Transit agencies across the country are facing the same issue. Because federal funds cannot be used to purchase electric buses that have any components made in China (where many of the world’s least expensive and best electric buses and electric bus components are made), the T has been placed into a monopoly marketplace, which will, by definition, not provide best value or best quality.
If the Legislature does not revisit and amend its electric bus mandate, it will be forcing the T to make a significant investment in an immature technology at the wrong time.
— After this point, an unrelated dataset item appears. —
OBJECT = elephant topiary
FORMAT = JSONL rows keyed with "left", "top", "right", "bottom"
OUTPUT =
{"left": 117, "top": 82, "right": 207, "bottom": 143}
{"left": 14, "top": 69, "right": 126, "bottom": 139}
If Massachusetts wants to pursue a transportation policy that is designed to reduce harmful carbon and particulate matter emissions, it should devote more resources to getting more people to travel in fewer vehicles – in other words, getting more drivers to choose a form of public transportation. Forcing the T to move quickly toward an electric bus fleet, under the current circumstances I have just described, does little to nothing to advance emissions reductions at a meaningful scale, and does real harm to the agency as the monopoly marketplace US transit agencies find themselves in right now and for the foreseeable future will not provide value for money.
Transit agencies across the country are trying to navigate this issue. My bottom line: Forcing the T to transition to electric buses on an accelerated basis in the current environment is simply performative, with the costs significantly outweighing the benefits. We need time for the technology to mature and for the marketplace to improve so we are not forced to make unwise and expensive purchasing decisions in a monopoly marketplace.
Transit Adaptation
The pandemic disrupted and then changed many aspects of our lives, notably how and when we work. Those who are privileged to work in jobs that are not tied to shifts or that do not require their physical presence can work remotely for some or all of their working hours.
Remote work, to some significant degree, is probably here to stay, and this has meant changes to journey patterns (spatial and temporal). Those changed journey patterns are made manifest, in part, by new patterns of traffic congestion that are extended through more hours of the day, and by new patterns of transit use with less sharp peaks during traditional morning and evening “rush hours” and that are higher than the pre-pandemic norm on weekends.
Transit agencies like the MBTA need to adapt to these changes by delivering service more frequently and more flexibly. On the subway system, the T should be running much higher frequencies (3-5 minute headways) using shorter train sets. Similarly, the inner core intercity rail network should adopt frequencies that mimic high-quality subway service.
On the bus system, experimenting with more flexible service on certain routes (forms of service with diversions to designated off-route mobility hubs, or on-demand services offered in partnership with third-party providers) would help transform the way people experience bus transit. Taken together, these kinds of changes to service delivery will help the system adapt from its still-operative 20th century model of bringing urban commuters to work in urban settings, into a 21st century system that responds to the journey patterns and needs of our times.
These topics are certainly not the only ones we need to be thinking about as we try to advance a more sustainable, efficient, and reliable transportation system. But they are, for me, among those that are (or ought to be) in the forefront of our transportation conversations and decisions in 2025.
Transforming our approach to transportation funding, and providing the MBTA with a revenue solution that ensures stable, ample funding in the long term, is the most urgent topic, and frankly, there’s not a lot of time to avoid dealing with this under the pressure of a crisis situation.
James Aloisi is a former Massachusetts secretary of transportation.